NGFW - next-generation firewall
A next-generation firewall (NGFW) is a part of the third generation of firewall technology that is implemented in either hardware or software and is capable of detecting and blocking sophisticated attacks by enforcing security policies at the application, port and protocol levels.
NGFWs typically feature advanced functions including:
- application awareness;
- integrated intrusion prevention systems (IPS);
- identity awareness -- user and group control;
- bridged and routed modes;
- the ability to use external intelligence sources.
Of these offerings, most next-generation firewalls integrate at least three basic functions: enterprise firewall capabilities, an intrusion prevention system (IPS) and application control.
Like the introduction of stateful inspection in traditional firewalls, NGFWs bring additional context to the firewall's decision-making process by providing it with the ability to understand the details of the web application traffic passing through it and to take action to block traffic that might exploit vulnerabilities.
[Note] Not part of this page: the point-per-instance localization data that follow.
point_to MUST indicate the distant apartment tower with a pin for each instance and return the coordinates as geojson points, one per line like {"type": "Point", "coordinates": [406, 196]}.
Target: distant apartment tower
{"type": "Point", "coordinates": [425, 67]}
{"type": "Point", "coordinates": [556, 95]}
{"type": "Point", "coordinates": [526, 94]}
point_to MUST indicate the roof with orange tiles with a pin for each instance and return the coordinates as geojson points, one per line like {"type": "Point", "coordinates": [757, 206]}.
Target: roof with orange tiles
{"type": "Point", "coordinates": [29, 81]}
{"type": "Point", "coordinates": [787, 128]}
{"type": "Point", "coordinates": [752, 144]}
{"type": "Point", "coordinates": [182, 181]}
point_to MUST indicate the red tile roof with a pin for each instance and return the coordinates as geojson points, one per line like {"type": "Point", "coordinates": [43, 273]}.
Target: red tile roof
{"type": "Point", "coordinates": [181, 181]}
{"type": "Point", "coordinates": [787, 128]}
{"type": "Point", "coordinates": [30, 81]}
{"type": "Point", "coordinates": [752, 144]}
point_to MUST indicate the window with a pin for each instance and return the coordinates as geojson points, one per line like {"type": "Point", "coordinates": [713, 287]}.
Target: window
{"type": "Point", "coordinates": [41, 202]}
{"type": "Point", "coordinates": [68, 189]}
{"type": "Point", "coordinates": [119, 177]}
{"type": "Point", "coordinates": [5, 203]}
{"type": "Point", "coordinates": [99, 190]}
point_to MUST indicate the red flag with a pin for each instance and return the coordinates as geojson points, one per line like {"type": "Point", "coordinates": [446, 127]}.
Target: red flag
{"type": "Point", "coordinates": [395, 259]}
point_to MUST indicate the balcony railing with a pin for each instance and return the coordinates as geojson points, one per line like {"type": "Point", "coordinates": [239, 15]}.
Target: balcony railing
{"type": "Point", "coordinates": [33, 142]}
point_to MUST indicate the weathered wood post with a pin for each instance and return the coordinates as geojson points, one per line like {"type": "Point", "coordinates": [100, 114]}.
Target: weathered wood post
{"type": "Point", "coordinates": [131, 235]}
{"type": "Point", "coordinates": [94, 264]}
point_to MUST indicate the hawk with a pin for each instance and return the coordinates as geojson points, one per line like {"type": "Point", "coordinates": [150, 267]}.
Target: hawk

The different features of next-generation firewalls combine to create unique benefits for users. NGFWs are often able to block malware before it enters a network, something that wasn't previously possible.
NGFWs are also better equipped to address advanced persistent threats (APTs) because they can be integrated with threat intelligence services. NGFWs can also offer a low-cost option for companies trying to improve basic device security through the use of application awareness, inspection services, protection systems and awareness tools.
Suppliers NGFW - next-generation firewall
F.A.Q about NGFW - next-generation firewall
What is a next-generation firewall (NGFW)?
An NGFW contains all the normal defences that a traditional firewall has as well as a type of intrusion prevention software and application control, alongside other bonus security features. NGFWs are also capable of deep packet inspection which enables more robust filters.
Intrusion prevention software monitors network activity to detect and stop vulnerability exploits from occurring. This is usually done by monitoring for breaches against the network policies in place as a breach is usually indicative of malicious activity.
Application control software simply sets up a hard filter for programs that are trying to send or receive data over the Internet. This can either be done by blacklist (programs in the filter are blocked) or by whitelist (programs not in the filter are blocked).